If you've reached 40 what did you do to celebrate yours?

Thanks! 

Rachel


----------



## professor waffle (Apr 23, 2005)

I spent mine at baby massage with N but I can't think of anything better to do 

I would have liked a nice meal out somewhere tho but wouldn't have been able to leave him at 2.5 months


----------



## Bels (Aug 21, 2004)

Hi Rachel,

I spent the day with KL and DH .... DH cooked my fave dinner .... KL was only just coming up to 4 months old and I was BFing, so I didn't want or need to do anything special. If KL was older, I probably would have let DH do what he wanted to do, which was a meal out with our close friends.

Not really a help  

Bels x


----------



## Foxys girl (Mar 17, 2007)

Mine's in October too!  I can't decide what to do either - plus with the state of my marriage at the moment I wonder if DH will still be here!  

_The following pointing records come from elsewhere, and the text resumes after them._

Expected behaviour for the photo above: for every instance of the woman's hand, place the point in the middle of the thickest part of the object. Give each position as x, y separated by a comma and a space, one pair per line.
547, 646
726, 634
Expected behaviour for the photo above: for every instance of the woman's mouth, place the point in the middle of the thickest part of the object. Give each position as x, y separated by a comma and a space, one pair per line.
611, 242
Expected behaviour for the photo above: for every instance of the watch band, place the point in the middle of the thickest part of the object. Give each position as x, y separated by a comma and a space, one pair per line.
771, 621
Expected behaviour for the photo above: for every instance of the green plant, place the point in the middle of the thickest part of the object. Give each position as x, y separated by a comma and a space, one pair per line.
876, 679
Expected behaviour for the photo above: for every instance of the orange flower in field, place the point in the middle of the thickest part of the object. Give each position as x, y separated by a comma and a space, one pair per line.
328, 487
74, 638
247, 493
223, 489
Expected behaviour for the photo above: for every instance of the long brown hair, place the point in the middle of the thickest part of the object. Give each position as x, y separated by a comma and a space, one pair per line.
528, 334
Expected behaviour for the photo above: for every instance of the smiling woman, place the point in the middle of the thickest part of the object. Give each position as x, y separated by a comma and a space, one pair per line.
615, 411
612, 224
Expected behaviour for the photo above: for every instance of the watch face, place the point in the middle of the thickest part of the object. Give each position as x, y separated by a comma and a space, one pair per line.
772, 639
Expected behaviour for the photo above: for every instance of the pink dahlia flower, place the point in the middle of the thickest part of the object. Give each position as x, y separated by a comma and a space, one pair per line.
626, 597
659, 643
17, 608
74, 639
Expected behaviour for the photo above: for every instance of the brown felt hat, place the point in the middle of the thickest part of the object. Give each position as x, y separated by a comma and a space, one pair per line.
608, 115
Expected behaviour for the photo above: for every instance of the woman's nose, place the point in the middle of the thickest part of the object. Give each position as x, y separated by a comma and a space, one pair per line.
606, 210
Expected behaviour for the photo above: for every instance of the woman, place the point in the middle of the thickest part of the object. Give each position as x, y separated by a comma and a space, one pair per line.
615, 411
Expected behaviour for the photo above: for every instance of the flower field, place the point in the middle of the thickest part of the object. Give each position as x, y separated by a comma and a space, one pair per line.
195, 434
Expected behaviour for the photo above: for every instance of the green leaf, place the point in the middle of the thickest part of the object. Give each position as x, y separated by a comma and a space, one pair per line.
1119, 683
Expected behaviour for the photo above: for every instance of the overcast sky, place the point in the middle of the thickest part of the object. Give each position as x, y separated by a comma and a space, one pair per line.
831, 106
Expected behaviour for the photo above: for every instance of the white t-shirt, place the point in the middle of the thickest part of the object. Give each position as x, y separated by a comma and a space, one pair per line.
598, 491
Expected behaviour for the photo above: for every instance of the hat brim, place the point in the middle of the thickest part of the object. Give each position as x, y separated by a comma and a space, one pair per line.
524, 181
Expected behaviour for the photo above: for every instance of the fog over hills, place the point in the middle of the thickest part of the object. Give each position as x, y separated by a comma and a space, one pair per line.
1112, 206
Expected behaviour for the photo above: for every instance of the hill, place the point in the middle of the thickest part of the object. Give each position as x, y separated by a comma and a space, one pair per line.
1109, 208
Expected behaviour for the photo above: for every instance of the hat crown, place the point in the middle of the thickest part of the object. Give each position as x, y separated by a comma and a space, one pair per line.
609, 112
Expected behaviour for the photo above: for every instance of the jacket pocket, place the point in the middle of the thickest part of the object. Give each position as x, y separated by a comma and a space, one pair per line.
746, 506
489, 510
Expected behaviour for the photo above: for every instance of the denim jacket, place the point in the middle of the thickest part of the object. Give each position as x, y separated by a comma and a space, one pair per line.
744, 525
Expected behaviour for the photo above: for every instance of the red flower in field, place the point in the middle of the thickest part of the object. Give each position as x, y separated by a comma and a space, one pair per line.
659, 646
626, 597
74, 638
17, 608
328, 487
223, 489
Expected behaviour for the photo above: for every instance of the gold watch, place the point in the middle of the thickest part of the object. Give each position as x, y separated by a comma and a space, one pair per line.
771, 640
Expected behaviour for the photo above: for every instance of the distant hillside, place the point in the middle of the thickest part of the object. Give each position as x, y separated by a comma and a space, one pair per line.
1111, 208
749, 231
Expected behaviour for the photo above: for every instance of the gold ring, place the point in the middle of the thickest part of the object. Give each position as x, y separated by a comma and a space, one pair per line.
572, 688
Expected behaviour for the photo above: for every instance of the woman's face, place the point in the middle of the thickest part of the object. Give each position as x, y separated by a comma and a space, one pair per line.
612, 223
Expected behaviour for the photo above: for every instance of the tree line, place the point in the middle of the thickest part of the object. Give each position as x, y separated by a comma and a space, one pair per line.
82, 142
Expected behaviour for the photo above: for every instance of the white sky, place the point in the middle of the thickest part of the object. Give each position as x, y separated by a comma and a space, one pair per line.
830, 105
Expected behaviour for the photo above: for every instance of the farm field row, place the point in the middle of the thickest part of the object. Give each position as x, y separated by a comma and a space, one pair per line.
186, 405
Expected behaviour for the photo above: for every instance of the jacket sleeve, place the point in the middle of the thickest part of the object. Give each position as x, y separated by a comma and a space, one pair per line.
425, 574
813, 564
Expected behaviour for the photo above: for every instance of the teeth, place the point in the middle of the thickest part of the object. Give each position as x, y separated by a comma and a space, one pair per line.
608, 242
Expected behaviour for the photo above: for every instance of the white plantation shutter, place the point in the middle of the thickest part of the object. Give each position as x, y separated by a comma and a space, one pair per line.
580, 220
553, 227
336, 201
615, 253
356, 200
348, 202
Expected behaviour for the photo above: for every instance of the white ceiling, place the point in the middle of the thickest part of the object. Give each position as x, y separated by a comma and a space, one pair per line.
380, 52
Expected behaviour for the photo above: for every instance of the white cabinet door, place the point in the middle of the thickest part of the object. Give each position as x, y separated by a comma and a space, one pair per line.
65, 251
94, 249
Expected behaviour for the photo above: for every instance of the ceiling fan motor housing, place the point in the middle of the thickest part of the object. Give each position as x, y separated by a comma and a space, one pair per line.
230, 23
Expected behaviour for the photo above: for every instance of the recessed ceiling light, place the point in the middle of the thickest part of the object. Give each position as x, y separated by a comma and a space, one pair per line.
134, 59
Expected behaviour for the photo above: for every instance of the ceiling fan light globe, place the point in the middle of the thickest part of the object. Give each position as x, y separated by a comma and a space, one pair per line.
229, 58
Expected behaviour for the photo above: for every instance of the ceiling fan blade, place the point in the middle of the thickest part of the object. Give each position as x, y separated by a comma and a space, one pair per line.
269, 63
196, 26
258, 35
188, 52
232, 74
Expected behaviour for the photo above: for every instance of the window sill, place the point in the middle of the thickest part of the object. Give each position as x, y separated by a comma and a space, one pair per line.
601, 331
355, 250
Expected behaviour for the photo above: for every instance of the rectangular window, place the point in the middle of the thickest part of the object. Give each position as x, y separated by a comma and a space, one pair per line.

Oh well - I suppose there are worse things than being 40 twice divorced and have a baby in tow! (not that I'd give him up for ANYTHING)

FG


----------



## wouldloveababycat (Mar 21, 2004)

OOh hunny you must celebrate in some way shape or form  

Cat x


----------



## ☼♥ Minxy ♥☼ © (Jan 13, 2005)

Oooo Rachel, definitely have to agree with Cat, you've got celebrate somehow.....whether it's a meal, a party or a pamper session. 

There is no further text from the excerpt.